Meltwater Champions Chess Tour 2021: Who played the most fighting chess?
Surprisingly, the feedback from my Fighting Chess Index was almost universally positive. I say surprisingly because I thought the final rankings would be controversial, especially Anand’s position (despite the lengthy explanation in the post), and these sort of lists tend to set off angry debates in the chess community. But the debates that were sparked seemed to be around ways to fix ‘the problem’, rather than about the rankings or the statistics. That was personally quite pleasing, because I spent a lot of time trying to keep the FCI objective and addressing all possible objections in the extensive FAQ section.
There were the odd exceptions, but nothing that seriously criticised the methodology. Teimour Radjabov fired off an angry tweet but quickly deleted it, probably because he had not yet read the FAQs and initially assumed the list was some sort of personal attack. The strangest comments were from Hikaru Nakamura, who of course decided to live-stream his reaction. Nakamura agreed with most of the rankings, but when a few positions (Navara and Liem) didn’t match his intuition, he declared that the methodology must be somehow flawed. Despite this, he went on to say that he wouldn’t read the FAQs or the details of the methodology, before claiming that I was accusing norm tournament organisers of rigging events.
On the flip side, many amateurs, organisers and other GMs reached out to me to say they appreciated the list. Most of the GMs were in the 2600-2700 range, which is understandable because these are the professional GMs who typically struggle to receive the big invitations to top events. I even had some correspondence from GMs whose FCI scores were right down the bottom of the list; we broadly agreed that the incentives coming out of the way the professional chess world is currently set up play a large role in “non-fighting” behaviour.
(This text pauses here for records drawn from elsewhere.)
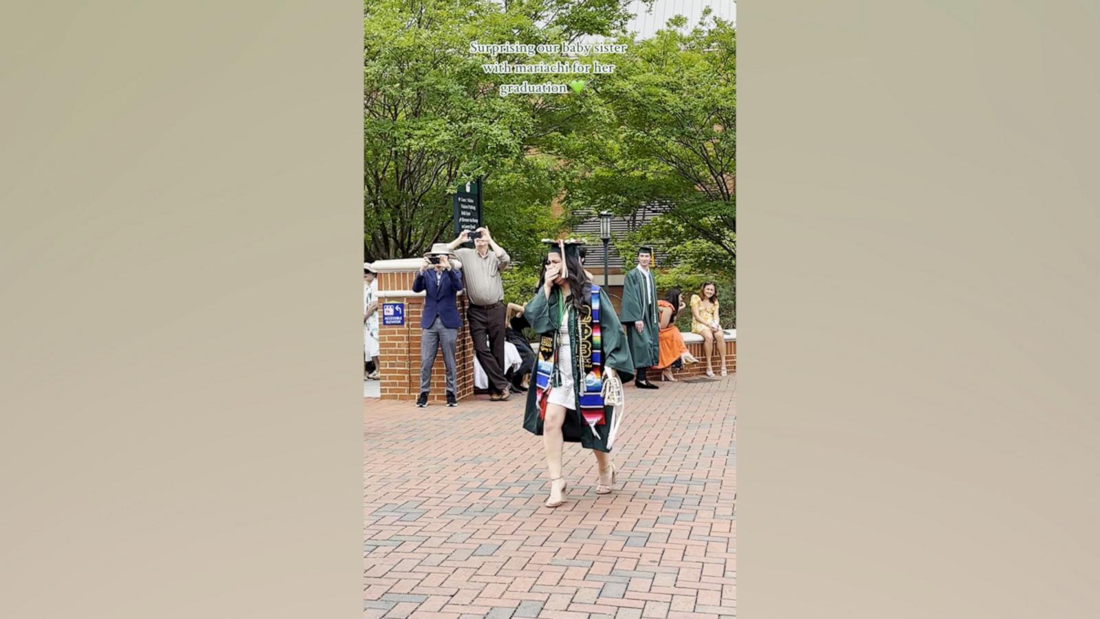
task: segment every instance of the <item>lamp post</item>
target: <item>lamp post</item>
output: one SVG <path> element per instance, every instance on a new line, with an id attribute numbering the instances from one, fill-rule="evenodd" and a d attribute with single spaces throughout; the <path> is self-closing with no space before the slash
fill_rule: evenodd
<path id="1" fill-rule="evenodd" d="M 612 242 L 612 214 L 606 210 L 600 213 L 600 239 L 604 241 L 604 290 L 607 290 L 607 243 Z"/>

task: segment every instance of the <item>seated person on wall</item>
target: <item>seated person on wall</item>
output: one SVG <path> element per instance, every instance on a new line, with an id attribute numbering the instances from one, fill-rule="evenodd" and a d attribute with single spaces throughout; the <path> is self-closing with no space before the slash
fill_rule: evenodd
<path id="1" fill-rule="evenodd" d="M 474 241 L 474 249 L 458 248 Z M 508 268 L 512 258 L 496 245 L 488 228 L 462 230 L 459 238 L 448 243 L 462 261 L 466 291 L 466 324 L 473 340 L 474 356 L 488 377 L 490 400 L 503 402 L 512 397 L 504 378 L 504 280 L 501 271 Z"/>
<path id="2" fill-rule="evenodd" d="M 657 310 L 661 322 L 661 356 L 656 367 L 661 370 L 662 381 L 676 382 L 676 379 L 672 376 L 672 363 L 676 359 L 680 359 L 684 363 L 698 362 L 698 359 L 688 351 L 688 345 L 684 344 L 684 338 L 680 335 L 680 328 L 675 325 L 676 316 L 680 315 L 680 311 L 684 307 L 684 302 L 680 297 L 680 289 L 678 287 L 670 289 L 666 293 L 664 298 L 657 302 Z"/>
<path id="3" fill-rule="evenodd" d="M 363 263 L 363 361 L 364 378 L 378 379 L 378 272 Z"/>
<path id="4" fill-rule="evenodd" d="M 457 406 L 459 403 L 454 352 L 462 326 L 458 306 L 462 273 L 452 268 L 449 258 L 453 257 L 447 243 L 433 245 L 431 251 L 424 254 L 424 264 L 413 280 L 413 292 L 425 293 L 420 316 L 420 395 L 416 400 L 416 405 L 421 408 L 428 405 L 431 367 L 440 348 L 443 349 L 443 366 L 447 368 L 447 405 Z"/>
<path id="5" fill-rule="evenodd" d="M 722 359 L 722 376 L 726 376 L 726 334 L 718 323 L 718 287 L 714 282 L 705 282 L 698 294 L 691 295 L 691 330 L 703 336 L 703 357 L 706 359 L 706 376 L 714 378 L 711 358 L 714 356 L 715 340 L 718 343 L 718 358 Z"/>
<path id="6" fill-rule="evenodd" d="M 518 369 L 512 372 L 509 380 L 512 381 L 512 388 L 522 393 L 530 387 L 531 370 L 535 369 L 535 351 L 531 350 L 531 343 L 527 341 L 527 338 L 524 337 L 524 329 L 530 327 L 527 318 L 524 317 L 524 306 L 509 303 L 507 322 L 508 326 L 505 328 L 505 338 L 516 346 L 519 356 L 524 358 L 524 362 Z"/>

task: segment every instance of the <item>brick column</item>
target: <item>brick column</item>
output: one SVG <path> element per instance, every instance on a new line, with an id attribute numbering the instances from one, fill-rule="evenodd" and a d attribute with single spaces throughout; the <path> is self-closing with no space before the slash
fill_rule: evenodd
<path id="1" fill-rule="evenodd" d="M 452 261 L 460 264 L 459 261 Z M 378 341 L 381 358 L 380 379 L 383 400 L 416 400 L 420 393 L 420 314 L 424 311 L 424 293 L 413 292 L 413 280 L 420 269 L 420 259 L 380 260 L 374 262 L 378 270 L 378 313 L 383 303 L 404 303 L 405 324 L 385 325 L 378 319 Z M 470 328 L 465 323 L 466 296 L 458 297 L 462 327 L 455 345 L 454 362 L 458 371 L 459 400 L 473 395 L 474 356 Z M 431 370 L 431 395 L 429 402 L 443 402 L 447 393 L 447 370 L 443 351 L 436 355 Z"/>

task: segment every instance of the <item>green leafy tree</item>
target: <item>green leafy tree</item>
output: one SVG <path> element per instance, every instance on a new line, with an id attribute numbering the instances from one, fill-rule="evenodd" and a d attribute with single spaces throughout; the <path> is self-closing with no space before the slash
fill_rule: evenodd
<path id="1" fill-rule="evenodd" d="M 560 182 L 539 152 L 579 118 L 569 97 L 501 97 L 514 75 L 485 63 L 526 55 L 472 54 L 470 43 L 572 41 L 609 34 L 629 14 L 625 0 L 366 0 L 363 37 L 363 215 L 370 259 L 422 253 L 450 240 L 450 195 L 485 178 L 485 221 L 501 245 L 531 257 L 532 230 L 553 229 L 546 211 Z M 538 61 L 540 57 L 534 58 Z M 546 59 L 546 58 L 541 58 Z M 524 76 L 535 83 L 546 77 Z"/>

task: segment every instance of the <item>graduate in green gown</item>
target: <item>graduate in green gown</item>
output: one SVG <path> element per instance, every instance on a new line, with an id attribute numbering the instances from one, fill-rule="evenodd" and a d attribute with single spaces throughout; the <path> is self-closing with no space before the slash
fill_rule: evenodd
<path id="1" fill-rule="evenodd" d="M 615 466 L 608 431 L 615 409 L 604 405 L 601 392 L 604 379 L 615 372 L 629 381 L 634 362 L 610 297 L 581 265 L 581 243 L 543 242 L 548 250 L 538 292 L 524 307 L 524 316 L 539 334 L 524 428 L 542 436 L 550 471 L 546 504 L 553 508 L 564 502 L 561 460 L 566 442 L 593 450 L 600 469 L 596 493 L 612 491 Z"/>
<path id="2" fill-rule="evenodd" d="M 660 324 L 657 319 L 657 285 L 649 267 L 653 260 L 650 247 L 638 248 L 638 267 L 626 274 L 623 283 L 623 324 L 626 326 L 630 356 L 636 368 L 634 384 L 641 389 L 657 389 L 646 372 L 661 357 Z"/>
In terms of the technical feedback, there were some interesting discussions, but no concrete problems identified with the index, so I’ve decided to keep it as is. The main suggestions were around ways to incorporate player style and other game characteristics (e.g. sharp positions, frequency of endgames etc.) into the index. However, anything involving the game moves themselves is computationally awkward as well as open to subjective interpretation (which characteristics do you think are the most important?). I like that the current FCI is simple, robust to different specifications and easy to understand, and from the feedback to date, most people seem to agree that it does a pretty decent job.
One thing that I stressed before and want to stress again is that the FCI is not a judgement list. It’s not a ranking of who is ‘good’ and who is ‘bad’. It also doesn’t at all consider a player’s overall performance; whether a player wins all of their decisive games or loses them all makes no difference to their FCI. Similarly, there are plenty of rational reasons for why a player might end up with a low score, and as I wrote in the case of Anand and will also show here below, it can even reflect optimal tournament strategy. How players, spectators and organisers wish to interpret the scores is up to them; all I can say is that the FCI reflects how combative a player is at the board, relative to his or her peers.
***
With that update finished, it’s finally time to move on to the current topic. I received a few emails asking whether I could compute FCIs for the recently completed Meltwater Champions Chess Tour, which was won quite convincingly by Magnus Carlsen. Throughout 2021, social media has seen a fair bit of content around short draws in the events, and particularly the infamous Anti-Berlin Defence repetition. I wanted to see whether the anecdotal comments about certain players were backed up by FCI scores, as well as whether there was any evidence that playing ‘non-fighting’ chess was a good strategy for the Tour.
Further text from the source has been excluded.